Had I not been so focused on acing the test, I might have considered my actions with a bit more remove and given myself a wet willy for being such a brownnoser. But, as it was, I didn't care. Not even in the slightest. I was in the know-it-all zone. It was freshman English all over again, only this time there was no girl to impress. I was letting my inner geek out and he was tearing up the course. I couldn't wait for the test, but unfortunately I had to. We had three chapters to cover that second morning and were told that a guest would be visiting the class. Every bit of me wanted to skip ahead, but I couldn't. I liked this newfound competitive edge and wanted to take a crack at the test before the adrenaline wore off.

The Hamilton County wildlife officer, a pleasantly officious man, showed up midmorning to give a little talk about what he does and how hunters should interact with game wardens in the field.

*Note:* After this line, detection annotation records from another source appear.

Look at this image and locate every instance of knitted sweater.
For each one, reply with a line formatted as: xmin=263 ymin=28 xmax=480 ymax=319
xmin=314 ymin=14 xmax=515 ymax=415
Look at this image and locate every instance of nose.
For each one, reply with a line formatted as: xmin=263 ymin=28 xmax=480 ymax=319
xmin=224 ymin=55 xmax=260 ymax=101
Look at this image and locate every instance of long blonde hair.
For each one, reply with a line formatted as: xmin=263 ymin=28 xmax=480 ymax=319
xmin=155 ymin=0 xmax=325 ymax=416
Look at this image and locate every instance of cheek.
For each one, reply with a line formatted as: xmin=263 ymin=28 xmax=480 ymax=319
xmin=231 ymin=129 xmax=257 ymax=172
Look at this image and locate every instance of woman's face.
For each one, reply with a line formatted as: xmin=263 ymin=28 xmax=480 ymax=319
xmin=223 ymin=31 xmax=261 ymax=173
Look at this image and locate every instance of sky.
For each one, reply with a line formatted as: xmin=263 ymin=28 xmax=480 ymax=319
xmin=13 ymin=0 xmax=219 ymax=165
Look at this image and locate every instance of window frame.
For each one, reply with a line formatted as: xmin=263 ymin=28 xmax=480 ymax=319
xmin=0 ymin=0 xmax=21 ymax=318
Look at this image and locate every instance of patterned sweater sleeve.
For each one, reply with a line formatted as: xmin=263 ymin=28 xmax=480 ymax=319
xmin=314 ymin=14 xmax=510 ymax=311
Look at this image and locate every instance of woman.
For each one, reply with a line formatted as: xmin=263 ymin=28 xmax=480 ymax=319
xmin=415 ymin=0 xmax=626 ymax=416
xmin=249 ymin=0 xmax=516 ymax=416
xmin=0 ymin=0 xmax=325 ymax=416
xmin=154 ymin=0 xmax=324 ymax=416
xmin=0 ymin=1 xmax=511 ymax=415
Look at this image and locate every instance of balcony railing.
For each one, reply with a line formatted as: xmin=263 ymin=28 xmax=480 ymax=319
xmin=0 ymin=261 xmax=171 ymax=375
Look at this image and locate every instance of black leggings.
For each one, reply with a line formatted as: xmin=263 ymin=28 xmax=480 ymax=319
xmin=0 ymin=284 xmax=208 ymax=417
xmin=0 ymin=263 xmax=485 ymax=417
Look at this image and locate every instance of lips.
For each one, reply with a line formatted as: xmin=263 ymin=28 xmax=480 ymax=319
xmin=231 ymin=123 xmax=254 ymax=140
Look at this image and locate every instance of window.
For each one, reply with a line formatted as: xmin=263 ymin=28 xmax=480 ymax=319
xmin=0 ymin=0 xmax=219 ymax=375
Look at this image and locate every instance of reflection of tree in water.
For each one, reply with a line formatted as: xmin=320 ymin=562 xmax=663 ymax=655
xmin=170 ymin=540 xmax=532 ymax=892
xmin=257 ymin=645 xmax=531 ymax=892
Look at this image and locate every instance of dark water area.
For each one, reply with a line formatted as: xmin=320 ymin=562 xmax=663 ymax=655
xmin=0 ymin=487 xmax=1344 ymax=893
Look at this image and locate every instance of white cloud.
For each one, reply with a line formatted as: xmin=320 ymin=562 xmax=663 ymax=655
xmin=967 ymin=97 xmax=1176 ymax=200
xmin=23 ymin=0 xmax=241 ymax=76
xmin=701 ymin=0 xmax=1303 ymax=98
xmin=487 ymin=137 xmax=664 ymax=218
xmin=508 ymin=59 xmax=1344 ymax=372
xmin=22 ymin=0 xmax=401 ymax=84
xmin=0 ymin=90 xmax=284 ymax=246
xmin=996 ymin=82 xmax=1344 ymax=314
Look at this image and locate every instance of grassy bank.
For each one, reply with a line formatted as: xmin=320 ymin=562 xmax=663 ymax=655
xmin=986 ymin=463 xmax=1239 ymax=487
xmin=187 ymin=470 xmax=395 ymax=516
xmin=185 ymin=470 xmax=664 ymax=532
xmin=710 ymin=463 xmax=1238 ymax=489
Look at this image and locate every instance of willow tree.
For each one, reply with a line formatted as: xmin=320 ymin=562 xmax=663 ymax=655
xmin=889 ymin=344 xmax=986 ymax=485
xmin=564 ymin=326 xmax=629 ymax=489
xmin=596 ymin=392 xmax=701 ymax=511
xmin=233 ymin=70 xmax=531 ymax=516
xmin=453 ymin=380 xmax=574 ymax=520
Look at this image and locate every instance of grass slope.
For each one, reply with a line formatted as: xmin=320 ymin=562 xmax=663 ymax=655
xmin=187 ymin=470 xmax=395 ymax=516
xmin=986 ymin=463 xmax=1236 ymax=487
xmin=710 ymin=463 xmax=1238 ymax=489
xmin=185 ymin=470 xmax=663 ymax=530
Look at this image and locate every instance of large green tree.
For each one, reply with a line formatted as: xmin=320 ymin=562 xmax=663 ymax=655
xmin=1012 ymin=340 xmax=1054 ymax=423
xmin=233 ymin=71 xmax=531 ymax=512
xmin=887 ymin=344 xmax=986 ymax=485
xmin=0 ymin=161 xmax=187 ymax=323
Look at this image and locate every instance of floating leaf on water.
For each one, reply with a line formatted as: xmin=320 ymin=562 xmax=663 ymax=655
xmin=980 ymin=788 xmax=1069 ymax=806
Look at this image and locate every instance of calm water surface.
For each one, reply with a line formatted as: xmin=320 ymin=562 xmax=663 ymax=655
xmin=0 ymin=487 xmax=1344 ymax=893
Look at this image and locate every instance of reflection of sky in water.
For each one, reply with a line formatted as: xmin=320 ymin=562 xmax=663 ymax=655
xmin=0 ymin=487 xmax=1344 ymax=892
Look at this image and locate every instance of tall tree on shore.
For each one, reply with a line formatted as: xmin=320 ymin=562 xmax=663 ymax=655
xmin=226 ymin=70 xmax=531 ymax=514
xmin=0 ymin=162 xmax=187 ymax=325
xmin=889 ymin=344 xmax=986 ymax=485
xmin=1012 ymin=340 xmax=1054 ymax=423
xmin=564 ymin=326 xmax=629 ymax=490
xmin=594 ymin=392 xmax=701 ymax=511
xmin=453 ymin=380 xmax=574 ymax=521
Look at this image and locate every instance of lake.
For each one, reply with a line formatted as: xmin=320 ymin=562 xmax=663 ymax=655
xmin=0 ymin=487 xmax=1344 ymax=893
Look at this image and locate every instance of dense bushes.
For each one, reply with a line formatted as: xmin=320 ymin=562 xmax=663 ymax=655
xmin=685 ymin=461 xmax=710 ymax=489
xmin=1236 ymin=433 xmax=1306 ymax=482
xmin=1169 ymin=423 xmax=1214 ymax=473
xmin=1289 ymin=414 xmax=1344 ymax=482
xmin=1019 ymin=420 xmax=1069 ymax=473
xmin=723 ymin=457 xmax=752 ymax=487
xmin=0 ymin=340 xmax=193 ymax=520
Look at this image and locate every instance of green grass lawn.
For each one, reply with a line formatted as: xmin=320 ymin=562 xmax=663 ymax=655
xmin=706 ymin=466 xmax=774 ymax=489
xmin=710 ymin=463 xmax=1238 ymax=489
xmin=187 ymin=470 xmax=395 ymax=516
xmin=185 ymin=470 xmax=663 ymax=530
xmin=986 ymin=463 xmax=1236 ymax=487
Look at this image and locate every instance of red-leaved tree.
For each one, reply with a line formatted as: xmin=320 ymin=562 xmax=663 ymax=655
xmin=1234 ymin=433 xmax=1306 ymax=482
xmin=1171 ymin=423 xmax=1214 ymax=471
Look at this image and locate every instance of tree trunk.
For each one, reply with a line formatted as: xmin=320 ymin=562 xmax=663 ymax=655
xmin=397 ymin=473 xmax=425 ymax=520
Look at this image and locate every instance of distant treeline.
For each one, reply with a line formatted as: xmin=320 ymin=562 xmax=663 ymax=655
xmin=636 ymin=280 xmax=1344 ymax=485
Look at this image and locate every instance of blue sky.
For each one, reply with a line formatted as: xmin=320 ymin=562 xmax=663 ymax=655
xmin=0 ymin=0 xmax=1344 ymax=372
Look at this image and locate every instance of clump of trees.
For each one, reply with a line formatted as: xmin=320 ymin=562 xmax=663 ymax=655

He was dressed all in green and wore a tactical belt complete with a telescopic club, handcuffs, and a .9-millimeter semiautomatic pistol (which, incidentally, differs from a rifle only by length and, thanks to a rifled barrel, creates spin on the bullet as it leaves the muzzle—not the barrel—to ensure in-flight stability and greater accuracy).

“Don't do anything if I walk up,” he said. “Most of the time I'm just there to check in with you and see how you're doing.”

I can't say I was really engaged in his lecture, as I was thinking only of how this tiny little man was further delaying my taking the damned test.